Fig.29 3層からなるパーセプトロン型NN

 BP法にそうした問題がある一方、3層からなるパーセプトロン型NN(Fig.29参照)には、大変有効な性質がある事が知られています。その性質とは、3層式パーセプトロン型NNでは、中間層を十分にとれば、その表現力の範囲内で、あらゆる関数を近似可能であるというものです。
 倒立振子や対戦型格闘ゲームの例でみてきたように、GAの適用範囲の中に、関数を染色体で表現し、最適な関数を探索するタイプの問題があります。しかし、ここまでの例で行ってきた、区間分割による関数の近似は、複雑な構造の関数を近似するのに向いているとはいえません。複雑な構造の関数を近似しようとすると、どうしても区間の分割数を増やす事になり、染色体のバリエーションが大きくなってしまいます。染色体のバリエーションが大きくなってしまうと、GAにおける探索空間が大きくなってしまうので、解を見つける為にかかる時間が大きくなってしまうのです。
 そこで、3層式パーセプトロン型NNの関数近似能力と、GAの最適解探索能力を合体させれば、かなり強力なモデルになるのではないかというアイデアが生まれてきました。この手法を「遺伝的山登り法(Genetic hill-climber:以下、本文中では"GHC法"と表記)」と呼びます。
 NNは、各ノードを結ぶ枝の太さによって挙動が決定付けられます。GHC法では、この枝の太さの集合を染色体とし、GAを適用するわけです。枝の太さは実数範囲ですから、染色体は実数の配列で表現される事になります。
 BP法を理解しようとすると、それなりに数学の知識が必要なので、NNを使ってみようとしたけれども、BP法でつまずいた方もたくさんおられると思います。しかし、NNの動作原理自体は、それほど難しくありません。そこで、3層式パーセプトロン型NN+GHC法というモデルは、実際に多くの人が利用し易い選択肢だと思います。

人工生命

 本特集では、GAによる問題解決とその実装に焦点を当ててきました。しかし、GA周辺で最も話題性があり、一般の人たちの興味を引くのは、なんといっても「人工生命(Artificial Life:以下、本文中では"AL"と表記)」でしょう。
 GAが、生物の進化の過程と遺伝子の関係にヒントを得て考えられたのは、既に述べた通りですが、これを逆に利用して、コンピュータ上で生物を規定し、その種が進化していく過程をシミュレーションしようとしたのがALです。


Fig.30 遺伝情報の発現

 例えば、染色体をビット列とし、この染色体で個体の形質が決定付けられるとします。
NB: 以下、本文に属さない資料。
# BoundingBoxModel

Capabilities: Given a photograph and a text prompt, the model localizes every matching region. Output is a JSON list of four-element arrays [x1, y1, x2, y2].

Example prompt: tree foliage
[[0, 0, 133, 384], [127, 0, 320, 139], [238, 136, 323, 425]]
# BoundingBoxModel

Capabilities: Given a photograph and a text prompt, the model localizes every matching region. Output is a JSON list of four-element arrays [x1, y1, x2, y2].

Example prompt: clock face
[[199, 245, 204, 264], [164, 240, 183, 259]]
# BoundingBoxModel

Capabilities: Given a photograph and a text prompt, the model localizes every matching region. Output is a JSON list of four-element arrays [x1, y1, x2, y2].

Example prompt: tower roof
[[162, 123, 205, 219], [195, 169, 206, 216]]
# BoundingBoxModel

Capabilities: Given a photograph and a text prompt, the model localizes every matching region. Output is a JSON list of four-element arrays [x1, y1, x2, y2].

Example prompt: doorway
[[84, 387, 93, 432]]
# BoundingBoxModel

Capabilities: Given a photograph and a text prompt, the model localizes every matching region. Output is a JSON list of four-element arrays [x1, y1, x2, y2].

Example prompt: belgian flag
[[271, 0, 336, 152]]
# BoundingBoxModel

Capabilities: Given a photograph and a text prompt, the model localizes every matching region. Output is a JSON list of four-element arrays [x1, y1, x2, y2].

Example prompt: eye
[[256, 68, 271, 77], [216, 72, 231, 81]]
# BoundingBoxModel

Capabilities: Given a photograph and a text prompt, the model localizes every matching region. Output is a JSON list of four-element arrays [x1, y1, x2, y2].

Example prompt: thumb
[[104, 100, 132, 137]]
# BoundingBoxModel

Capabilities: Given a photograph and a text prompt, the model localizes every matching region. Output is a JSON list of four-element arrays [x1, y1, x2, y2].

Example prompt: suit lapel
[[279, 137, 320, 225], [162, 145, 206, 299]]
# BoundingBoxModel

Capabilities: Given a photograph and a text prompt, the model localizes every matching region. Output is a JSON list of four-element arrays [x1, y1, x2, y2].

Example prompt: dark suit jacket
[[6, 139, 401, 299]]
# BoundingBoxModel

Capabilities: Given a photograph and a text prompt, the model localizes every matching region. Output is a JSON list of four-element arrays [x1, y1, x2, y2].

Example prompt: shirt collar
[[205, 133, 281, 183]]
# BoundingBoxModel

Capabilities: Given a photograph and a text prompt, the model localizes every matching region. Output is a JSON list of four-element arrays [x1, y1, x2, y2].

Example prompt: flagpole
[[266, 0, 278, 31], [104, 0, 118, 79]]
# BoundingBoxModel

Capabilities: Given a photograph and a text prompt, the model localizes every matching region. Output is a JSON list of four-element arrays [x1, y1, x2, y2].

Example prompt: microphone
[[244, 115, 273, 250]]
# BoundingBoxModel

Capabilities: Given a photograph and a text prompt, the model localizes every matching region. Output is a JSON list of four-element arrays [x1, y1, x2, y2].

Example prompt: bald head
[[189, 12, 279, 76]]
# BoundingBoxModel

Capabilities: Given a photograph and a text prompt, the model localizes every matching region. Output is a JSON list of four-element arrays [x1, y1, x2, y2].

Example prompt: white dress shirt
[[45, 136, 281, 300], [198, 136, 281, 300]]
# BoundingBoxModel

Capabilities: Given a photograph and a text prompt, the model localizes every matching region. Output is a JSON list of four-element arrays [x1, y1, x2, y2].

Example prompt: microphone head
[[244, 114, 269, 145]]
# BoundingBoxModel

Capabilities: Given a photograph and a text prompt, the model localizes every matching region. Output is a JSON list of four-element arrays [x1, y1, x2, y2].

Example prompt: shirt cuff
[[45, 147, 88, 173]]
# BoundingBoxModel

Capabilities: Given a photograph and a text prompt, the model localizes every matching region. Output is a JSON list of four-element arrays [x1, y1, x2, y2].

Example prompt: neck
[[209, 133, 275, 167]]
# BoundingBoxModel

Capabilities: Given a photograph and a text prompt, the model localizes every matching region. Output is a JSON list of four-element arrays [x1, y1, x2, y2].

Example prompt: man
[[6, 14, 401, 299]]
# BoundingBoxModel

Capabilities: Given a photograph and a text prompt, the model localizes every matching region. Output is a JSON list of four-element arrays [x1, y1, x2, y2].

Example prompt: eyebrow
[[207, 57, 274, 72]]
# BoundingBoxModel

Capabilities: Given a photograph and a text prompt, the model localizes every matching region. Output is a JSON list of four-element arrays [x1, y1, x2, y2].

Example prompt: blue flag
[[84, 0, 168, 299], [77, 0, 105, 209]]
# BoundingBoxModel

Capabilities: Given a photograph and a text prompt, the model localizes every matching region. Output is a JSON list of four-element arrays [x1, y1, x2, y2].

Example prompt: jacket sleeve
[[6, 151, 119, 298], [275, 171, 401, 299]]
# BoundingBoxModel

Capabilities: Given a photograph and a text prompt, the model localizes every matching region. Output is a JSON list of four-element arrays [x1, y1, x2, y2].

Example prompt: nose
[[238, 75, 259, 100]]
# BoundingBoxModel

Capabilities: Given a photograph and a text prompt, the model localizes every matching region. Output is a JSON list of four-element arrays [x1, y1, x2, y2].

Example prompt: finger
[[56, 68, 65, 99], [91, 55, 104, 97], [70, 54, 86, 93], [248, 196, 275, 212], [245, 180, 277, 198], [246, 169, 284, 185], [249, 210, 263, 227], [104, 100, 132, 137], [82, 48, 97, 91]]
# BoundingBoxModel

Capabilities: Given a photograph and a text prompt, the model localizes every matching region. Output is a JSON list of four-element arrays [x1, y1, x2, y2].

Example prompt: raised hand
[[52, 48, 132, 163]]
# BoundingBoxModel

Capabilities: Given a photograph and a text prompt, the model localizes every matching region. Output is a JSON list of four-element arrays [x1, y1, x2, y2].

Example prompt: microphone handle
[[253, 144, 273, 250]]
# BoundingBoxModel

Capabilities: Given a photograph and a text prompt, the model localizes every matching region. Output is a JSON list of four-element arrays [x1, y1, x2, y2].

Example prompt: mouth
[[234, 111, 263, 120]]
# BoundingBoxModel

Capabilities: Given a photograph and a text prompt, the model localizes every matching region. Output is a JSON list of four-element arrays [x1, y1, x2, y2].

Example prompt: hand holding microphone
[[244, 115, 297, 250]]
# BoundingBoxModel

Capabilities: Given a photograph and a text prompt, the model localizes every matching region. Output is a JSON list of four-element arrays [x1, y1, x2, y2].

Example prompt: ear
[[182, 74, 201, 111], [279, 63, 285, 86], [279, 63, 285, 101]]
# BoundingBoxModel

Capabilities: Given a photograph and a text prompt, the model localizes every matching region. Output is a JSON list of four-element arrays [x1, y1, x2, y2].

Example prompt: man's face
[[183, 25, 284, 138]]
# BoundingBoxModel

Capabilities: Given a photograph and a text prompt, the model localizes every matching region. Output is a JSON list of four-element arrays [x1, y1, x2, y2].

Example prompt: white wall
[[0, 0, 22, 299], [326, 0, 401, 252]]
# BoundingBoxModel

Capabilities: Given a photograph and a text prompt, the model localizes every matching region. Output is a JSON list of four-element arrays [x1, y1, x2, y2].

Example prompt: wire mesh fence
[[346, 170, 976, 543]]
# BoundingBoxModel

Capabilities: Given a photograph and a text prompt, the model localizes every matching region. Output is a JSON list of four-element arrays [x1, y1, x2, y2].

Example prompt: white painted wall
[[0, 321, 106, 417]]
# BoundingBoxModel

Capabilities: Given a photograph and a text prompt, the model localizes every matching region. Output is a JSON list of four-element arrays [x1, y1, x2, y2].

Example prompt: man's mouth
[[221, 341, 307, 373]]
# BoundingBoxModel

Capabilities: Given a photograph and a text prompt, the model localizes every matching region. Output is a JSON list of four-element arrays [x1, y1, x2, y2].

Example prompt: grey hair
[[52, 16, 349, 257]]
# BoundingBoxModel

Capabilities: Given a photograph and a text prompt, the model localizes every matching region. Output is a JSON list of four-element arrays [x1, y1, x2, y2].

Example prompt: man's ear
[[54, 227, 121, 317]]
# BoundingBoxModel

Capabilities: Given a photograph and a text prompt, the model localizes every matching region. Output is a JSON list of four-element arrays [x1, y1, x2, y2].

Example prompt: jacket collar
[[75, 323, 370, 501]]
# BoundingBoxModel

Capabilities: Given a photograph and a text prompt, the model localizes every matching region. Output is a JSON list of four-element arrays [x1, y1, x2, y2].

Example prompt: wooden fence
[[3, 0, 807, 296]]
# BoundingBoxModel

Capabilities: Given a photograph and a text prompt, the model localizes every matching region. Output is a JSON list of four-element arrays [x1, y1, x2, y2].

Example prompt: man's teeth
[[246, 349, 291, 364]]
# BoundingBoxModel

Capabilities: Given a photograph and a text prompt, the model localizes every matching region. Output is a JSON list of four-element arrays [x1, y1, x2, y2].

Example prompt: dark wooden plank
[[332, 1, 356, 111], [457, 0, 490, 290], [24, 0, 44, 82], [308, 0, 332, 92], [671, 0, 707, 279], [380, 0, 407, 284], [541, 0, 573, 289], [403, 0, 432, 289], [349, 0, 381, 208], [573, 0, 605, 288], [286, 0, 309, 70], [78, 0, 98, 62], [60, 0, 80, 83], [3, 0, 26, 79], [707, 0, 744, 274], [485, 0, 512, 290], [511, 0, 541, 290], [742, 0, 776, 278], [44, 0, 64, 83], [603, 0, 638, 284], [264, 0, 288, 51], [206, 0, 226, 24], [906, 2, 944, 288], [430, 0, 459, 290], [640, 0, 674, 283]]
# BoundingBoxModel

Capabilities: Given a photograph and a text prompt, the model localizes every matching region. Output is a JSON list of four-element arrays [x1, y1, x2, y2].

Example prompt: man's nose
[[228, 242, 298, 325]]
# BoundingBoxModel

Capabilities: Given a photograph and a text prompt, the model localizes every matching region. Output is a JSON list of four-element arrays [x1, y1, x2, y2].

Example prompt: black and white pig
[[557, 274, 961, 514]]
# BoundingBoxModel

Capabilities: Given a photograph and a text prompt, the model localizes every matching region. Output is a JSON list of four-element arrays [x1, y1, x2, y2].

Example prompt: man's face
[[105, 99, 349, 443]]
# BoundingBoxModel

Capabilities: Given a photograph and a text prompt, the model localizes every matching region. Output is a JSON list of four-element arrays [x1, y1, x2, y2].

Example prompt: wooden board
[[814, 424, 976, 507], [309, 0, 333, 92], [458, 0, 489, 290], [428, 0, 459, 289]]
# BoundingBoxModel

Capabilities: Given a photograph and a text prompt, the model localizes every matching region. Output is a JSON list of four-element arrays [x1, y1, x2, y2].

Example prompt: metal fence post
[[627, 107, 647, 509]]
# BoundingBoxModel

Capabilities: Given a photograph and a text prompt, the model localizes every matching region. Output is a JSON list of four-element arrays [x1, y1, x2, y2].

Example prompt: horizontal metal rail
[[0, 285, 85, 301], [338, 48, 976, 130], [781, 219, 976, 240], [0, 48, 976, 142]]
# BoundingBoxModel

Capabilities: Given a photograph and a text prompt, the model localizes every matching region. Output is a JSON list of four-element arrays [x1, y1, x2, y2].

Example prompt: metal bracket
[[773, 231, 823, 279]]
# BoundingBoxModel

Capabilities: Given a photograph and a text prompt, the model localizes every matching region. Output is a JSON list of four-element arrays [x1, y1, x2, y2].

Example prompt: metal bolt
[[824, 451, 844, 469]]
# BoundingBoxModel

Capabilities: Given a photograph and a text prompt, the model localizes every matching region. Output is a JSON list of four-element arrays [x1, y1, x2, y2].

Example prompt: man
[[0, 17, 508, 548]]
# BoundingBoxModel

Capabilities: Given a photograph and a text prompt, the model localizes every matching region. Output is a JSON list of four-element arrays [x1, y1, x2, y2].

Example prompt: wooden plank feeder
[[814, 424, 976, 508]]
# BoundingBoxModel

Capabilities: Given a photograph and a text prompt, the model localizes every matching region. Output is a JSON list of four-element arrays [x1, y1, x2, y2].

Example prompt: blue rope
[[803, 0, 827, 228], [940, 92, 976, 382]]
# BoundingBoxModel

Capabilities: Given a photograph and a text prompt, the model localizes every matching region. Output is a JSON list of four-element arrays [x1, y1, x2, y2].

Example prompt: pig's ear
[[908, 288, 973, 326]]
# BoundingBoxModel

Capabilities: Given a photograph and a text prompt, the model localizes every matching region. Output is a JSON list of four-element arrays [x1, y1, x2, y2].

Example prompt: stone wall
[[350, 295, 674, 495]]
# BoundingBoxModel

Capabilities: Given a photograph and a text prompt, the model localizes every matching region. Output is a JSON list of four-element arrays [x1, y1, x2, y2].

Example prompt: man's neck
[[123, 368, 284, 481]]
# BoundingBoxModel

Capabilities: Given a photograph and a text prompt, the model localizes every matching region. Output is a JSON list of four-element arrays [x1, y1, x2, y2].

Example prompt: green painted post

各遺伝子座に、角がある/ない、体毛が長い/短い、といった具合に意味付けを行い、GAを適用するとします。(Fig.30参照)
 この時、個体の評価方法を次のように考えます。まず、その生物集団の住んでいる環境を設定できるようにします。餌が豊富にあるかないか、暑いか寒いか、などを設定できるようにします。そうして設定した環境下で、例えば、餌をめぐって争いが起き易いので、角があった方が生存に有利などと考え、個体のそれぞれの形質が、どの程度生存に有利かを評価していきます。
 こうしてGAを生物進化シミュレータとして動作させると、世代を経ると、有利な形質を持つ個体が増加していく事が観察できます。途中で環境を変化させると、有利な形質が変化するので、また新しい形質を持つ個体のグループが台頭してきます。
 ALは、基本的にGAによる結果を求める事を目的とはしていません。プロセスの過程にこそ着目点が置かれています。ALの研究を行っている人にはさまざまな人がいます。純粋にALが楽しいので取り組んでいる人もいれば、GAの可能性を検証する為に取り組んでいる人もいます。ALをアートにしている人もいます。そう考えると不思議な分野ですが、その不思議さがALの魅力なのかも知れません。

さいごに

 GAについて、かなり大雑把な感は否めませんが、一通り筆を進めてまいりました。GAをまったく知らなかった方が、本稿によって興味を持たれて、GAの勉強をはじめるきっかけになれば良いと思います。
 また、まだまだ距離のある研究の現場と開発の現場ですが、それが少しでも近づく事を願って、本特集の締めとさせて頂きます。